Ramiro me pilonnait comme s’il voulait me laisser une marque. Il me mangeait la bouche avec une passion étrange, presque tendre, comme si, au lieu d’un arrangement conclu, c’était la première fois avec quelqu’un qu’il aimait vraiment. Il me mordait les lèvres, me pinçait les tétons jusqu’à me faire crier, et il a joui en moi en même temps que son frère. J’ai senti les deux jets chauds, l’un dans la chatte et l’autre dans le cul, et je suis jouie moi aussi avec un long frisson qui m’a laissé les jambes sans force. Ensuite, il m’a portée dans ses bras jusqu’à une chaise longue et m’y a déposée, épuisée, les jambes écartées et le sperme qui me coulait des deux côtés.

—Comment tu te sens ? —m’a-t-il demandé en écartant les cheveux de mon visage.

—Fatiguée —ai-je admis—. Mais je suis à toi deux jours entiers et une fois par an. Demande-moi ce que tu veux.

—Tu lui lècherais la chatte, à ma femme ?

Je l’ai regardé sans bien comprendre.

—Ta femme aime les femmes ?

—Elle croit que je l’ignore. Mais elle baise une de mes secrétaires depuis des mois. —Il a marqué une pause—. Ce qui me plairait vraiment, c’est que ton mari la mette dans son lit. Avec lui, elle deviendrait folle.

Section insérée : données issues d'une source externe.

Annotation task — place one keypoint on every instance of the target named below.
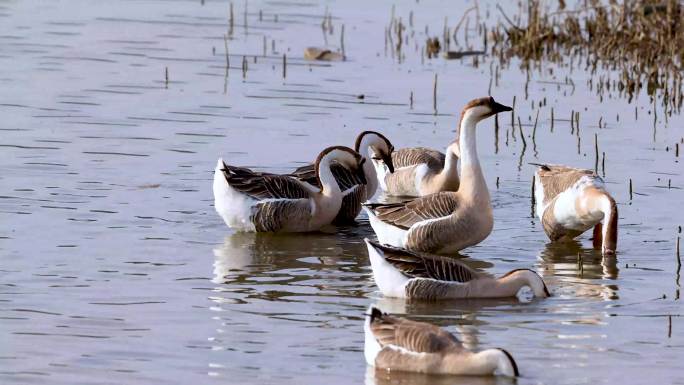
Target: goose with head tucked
(261, 202)
(571, 200)
(371, 145)
(421, 171)
(406, 274)
(444, 222)
(395, 343)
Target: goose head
(379, 147)
(344, 156)
(501, 360)
(482, 108)
(528, 278)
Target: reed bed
(626, 46)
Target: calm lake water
(116, 269)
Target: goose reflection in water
(384, 377)
(579, 274)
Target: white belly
(386, 233)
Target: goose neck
(473, 184)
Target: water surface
(116, 269)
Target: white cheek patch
(525, 294)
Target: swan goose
(405, 274)
(369, 144)
(395, 343)
(571, 200)
(444, 222)
(421, 171)
(262, 202)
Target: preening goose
(395, 343)
(570, 201)
(405, 274)
(251, 201)
(444, 222)
(421, 171)
(371, 145)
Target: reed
(647, 36)
(284, 66)
(434, 95)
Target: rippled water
(116, 269)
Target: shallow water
(116, 269)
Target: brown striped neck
(610, 224)
(473, 184)
(374, 147)
(447, 179)
(362, 140)
(511, 282)
(343, 155)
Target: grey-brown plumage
(422, 265)
(441, 222)
(257, 201)
(419, 337)
(278, 215)
(422, 171)
(405, 157)
(355, 189)
(260, 185)
(345, 178)
(396, 343)
(573, 200)
(555, 179)
(408, 274)
(406, 214)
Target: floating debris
(322, 54)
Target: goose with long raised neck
(571, 200)
(421, 171)
(261, 202)
(395, 343)
(371, 145)
(406, 274)
(445, 222)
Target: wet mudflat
(116, 269)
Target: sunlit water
(116, 269)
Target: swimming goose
(405, 274)
(570, 201)
(448, 221)
(421, 171)
(394, 343)
(251, 201)
(369, 144)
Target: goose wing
(406, 214)
(556, 178)
(418, 337)
(422, 265)
(415, 155)
(345, 178)
(264, 185)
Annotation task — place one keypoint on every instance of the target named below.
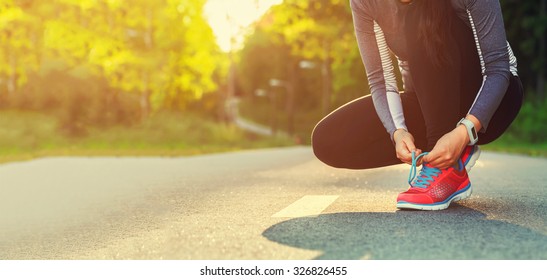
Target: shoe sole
(472, 159)
(457, 196)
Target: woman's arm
(486, 20)
(378, 64)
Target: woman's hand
(449, 148)
(404, 145)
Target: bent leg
(353, 136)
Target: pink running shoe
(433, 188)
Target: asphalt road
(275, 204)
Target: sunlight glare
(229, 18)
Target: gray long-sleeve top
(378, 29)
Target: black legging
(353, 136)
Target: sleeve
(486, 20)
(379, 67)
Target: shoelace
(427, 174)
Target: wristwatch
(473, 137)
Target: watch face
(474, 133)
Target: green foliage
(30, 134)
(162, 52)
(531, 124)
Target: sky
(241, 14)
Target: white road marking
(309, 205)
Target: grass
(509, 144)
(27, 135)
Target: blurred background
(180, 77)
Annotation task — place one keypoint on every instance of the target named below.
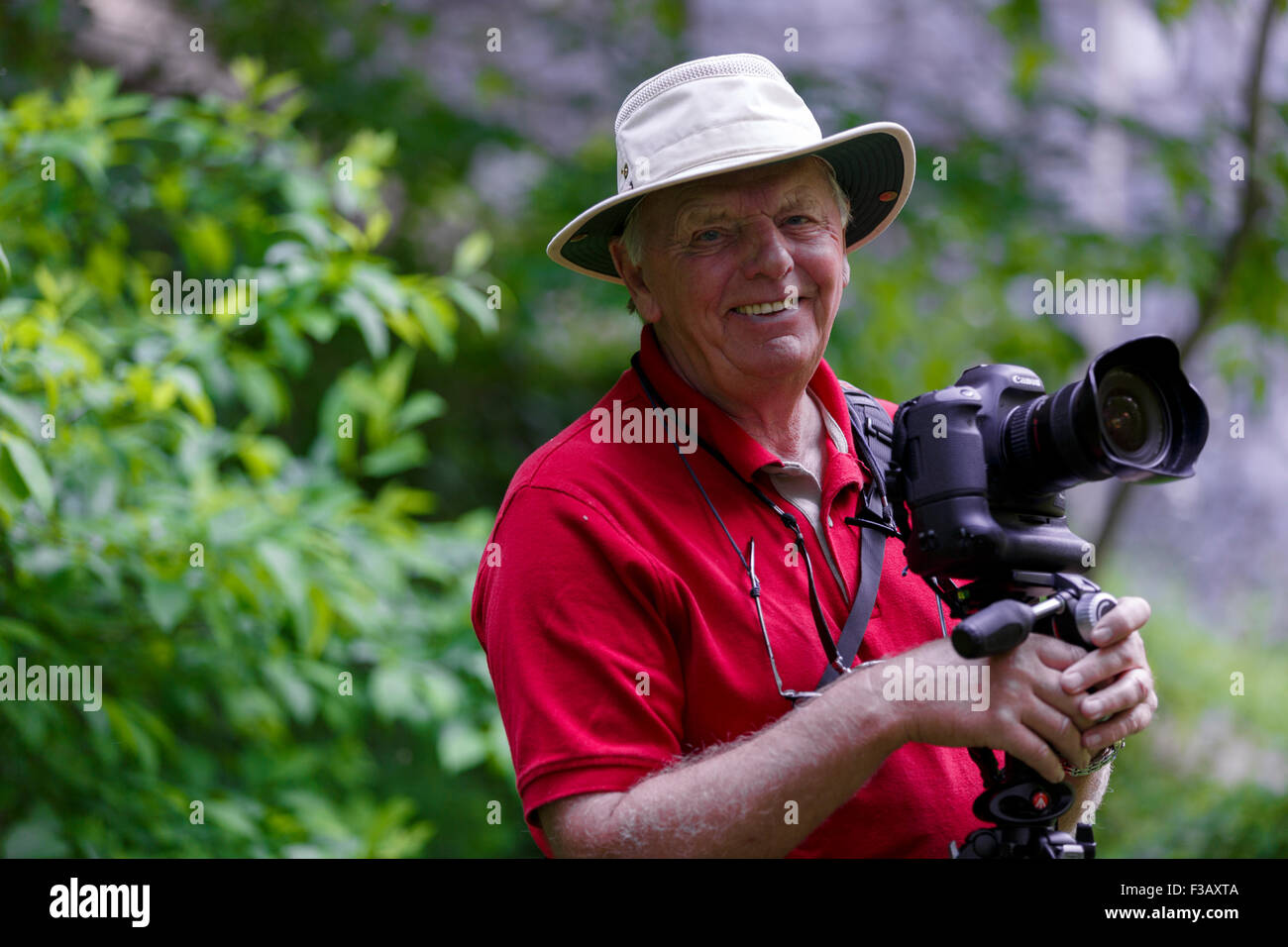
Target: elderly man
(651, 702)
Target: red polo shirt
(619, 634)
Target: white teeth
(761, 308)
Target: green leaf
(166, 600)
(370, 321)
(402, 454)
(473, 303)
(472, 253)
(33, 471)
(460, 746)
(420, 407)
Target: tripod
(1021, 805)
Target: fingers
(1057, 731)
(1056, 654)
(1127, 616)
(1104, 664)
(1128, 703)
(1037, 753)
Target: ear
(634, 278)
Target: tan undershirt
(804, 491)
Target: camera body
(979, 468)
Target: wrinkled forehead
(795, 183)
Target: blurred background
(281, 611)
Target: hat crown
(706, 114)
(732, 64)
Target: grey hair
(632, 235)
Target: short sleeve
(574, 617)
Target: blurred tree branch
(1249, 210)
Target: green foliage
(213, 508)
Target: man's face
(716, 247)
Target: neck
(782, 418)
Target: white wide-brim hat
(724, 114)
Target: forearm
(1089, 789)
(763, 795)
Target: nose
(767, 253)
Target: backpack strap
(874, 440)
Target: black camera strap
(874, 440)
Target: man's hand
(1026, 715)
(1125, 702)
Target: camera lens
(1132, 418)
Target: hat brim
(871, 161)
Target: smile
(764, 308)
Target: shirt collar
(719, 429)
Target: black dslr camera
(977, 480)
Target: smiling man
(655, 621)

Je n’ai rien promis. Je lui ai dit que ces choses-là se parlaient calmement, un autre jour, et il a ri, laissant le sujet flotter dans l’air comme une graine.

***

Le vendredi matin, les Valdés devaient partir. Nous avons tous pris le petit-déjeuner ensemble, nus sur la terrasse, avec cette familiarité étrange qui ne se construit qu’après avoir partagé ce que nous avions partagé. Je me suis assise sur les genoux de Ramiro et j’ai reçu sa bite une dernière fois, lentement, presque sans forces tous les deux. Je l’ai chevauché au rythme lent de celle qui sait que c’est l’au revoir, sentant qu’à chaque descente elle entrait jusqu’au fond.

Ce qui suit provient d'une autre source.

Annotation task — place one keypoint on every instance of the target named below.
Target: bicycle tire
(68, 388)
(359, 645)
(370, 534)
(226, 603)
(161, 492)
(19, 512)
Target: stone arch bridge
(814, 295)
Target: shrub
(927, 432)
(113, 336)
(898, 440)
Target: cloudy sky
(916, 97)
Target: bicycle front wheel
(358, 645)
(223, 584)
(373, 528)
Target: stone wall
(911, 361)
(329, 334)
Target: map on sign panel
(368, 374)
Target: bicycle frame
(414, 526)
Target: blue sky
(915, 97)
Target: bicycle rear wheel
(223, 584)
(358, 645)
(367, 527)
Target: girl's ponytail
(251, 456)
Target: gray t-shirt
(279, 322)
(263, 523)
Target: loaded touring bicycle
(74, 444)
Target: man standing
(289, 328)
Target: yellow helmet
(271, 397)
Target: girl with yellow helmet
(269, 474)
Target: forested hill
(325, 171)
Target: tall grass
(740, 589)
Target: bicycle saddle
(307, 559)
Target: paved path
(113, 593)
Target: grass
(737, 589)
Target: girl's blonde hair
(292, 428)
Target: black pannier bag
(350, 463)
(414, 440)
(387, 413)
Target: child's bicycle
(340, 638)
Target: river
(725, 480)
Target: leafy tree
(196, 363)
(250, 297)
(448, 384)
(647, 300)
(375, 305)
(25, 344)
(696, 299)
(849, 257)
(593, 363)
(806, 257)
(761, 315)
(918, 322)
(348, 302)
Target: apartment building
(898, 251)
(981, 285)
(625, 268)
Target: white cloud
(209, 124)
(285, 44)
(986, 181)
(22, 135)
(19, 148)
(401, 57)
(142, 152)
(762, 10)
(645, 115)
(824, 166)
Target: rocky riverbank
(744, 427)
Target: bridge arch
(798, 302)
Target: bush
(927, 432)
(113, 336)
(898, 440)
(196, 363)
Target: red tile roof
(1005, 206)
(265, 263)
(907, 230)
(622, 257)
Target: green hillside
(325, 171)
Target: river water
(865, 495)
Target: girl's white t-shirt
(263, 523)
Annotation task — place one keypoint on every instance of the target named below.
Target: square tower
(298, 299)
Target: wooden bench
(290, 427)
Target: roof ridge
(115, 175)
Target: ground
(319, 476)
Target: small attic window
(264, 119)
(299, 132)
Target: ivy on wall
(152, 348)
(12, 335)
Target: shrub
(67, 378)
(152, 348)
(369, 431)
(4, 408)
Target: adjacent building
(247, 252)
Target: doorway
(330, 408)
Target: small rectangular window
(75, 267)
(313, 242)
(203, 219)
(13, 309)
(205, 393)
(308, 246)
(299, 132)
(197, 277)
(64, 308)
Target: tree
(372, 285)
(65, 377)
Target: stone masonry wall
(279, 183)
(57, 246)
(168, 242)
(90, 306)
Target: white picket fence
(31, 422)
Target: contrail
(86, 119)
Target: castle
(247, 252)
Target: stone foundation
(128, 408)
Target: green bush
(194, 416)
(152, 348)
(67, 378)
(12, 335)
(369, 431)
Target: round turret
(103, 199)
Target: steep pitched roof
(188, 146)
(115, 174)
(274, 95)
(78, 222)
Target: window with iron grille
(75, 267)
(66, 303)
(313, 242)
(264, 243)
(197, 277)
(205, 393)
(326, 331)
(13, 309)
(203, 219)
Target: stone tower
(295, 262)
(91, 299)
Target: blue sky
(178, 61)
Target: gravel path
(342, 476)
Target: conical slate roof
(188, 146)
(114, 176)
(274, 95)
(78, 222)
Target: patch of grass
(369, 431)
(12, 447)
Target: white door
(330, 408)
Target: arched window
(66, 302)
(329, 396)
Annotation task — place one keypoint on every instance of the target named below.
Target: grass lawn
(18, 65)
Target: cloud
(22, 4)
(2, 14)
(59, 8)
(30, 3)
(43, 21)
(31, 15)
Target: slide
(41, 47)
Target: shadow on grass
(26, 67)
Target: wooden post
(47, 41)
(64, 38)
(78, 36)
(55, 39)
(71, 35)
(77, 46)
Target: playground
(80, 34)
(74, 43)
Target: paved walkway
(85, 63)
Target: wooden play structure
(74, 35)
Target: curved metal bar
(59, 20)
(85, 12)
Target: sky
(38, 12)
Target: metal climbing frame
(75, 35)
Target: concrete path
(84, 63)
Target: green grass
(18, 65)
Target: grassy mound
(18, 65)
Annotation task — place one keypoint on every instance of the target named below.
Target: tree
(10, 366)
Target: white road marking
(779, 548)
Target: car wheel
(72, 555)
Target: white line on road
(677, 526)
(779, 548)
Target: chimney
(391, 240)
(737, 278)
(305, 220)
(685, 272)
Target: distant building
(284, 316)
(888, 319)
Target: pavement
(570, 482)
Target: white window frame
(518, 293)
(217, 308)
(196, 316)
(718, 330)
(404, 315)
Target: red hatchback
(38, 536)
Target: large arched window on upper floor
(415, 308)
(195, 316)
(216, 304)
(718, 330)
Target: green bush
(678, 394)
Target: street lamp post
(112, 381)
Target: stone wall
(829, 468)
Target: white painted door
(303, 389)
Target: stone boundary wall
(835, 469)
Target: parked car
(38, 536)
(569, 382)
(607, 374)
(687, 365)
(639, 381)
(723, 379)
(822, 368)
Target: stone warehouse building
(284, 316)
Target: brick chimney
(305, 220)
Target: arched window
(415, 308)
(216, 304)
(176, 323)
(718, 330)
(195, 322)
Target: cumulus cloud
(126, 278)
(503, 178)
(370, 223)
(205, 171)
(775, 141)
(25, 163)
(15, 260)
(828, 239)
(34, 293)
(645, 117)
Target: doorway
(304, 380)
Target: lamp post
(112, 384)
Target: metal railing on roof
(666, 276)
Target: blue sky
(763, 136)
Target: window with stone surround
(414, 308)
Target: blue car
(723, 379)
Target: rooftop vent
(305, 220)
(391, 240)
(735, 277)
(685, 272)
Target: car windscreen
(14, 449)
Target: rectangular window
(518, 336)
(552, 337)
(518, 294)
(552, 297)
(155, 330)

J’ai demandé aux trois autres de s’approcher. Je les ai pris par deux avec la bouche tandis qu’avec la main libre je m’occupais de celui qui restait dehors. J’en suçais une bite, je la lâchais, je passais à la suivante, sans cesser de branler les deux autres. Ils ont joui presque sans rien, vidés après deux jours, quelques gouttes épaisses qui me remplissaient à peine la langue. Ramiro a mis un peu plus de temps, mais il a fini en moi avec un soupir d’homme satisfait, me serrant contre son torse jusqu’à ce qu’il cesse de battre.

Quand les voitures ont disparu sur le chemin de terre, je suis restée un moment seule sur la chaise longue, avec Daniel à côté de moi qui fumait en silence. Aucun de nous n’a rien dit. Ce n’était pas nécessaire. Le contrat était signé, l’entreprise sauvée, et moi, pour une fois par an, je savais exactement combien valait ma part de l’accord.

Ce soir-là, j’ai appelé mon masseur. C’est un garçon charmant, de ceux qui remettent le corps à sa place. Et, crois-moi, après ces deux jours, j’en avais plus besoin que jamais.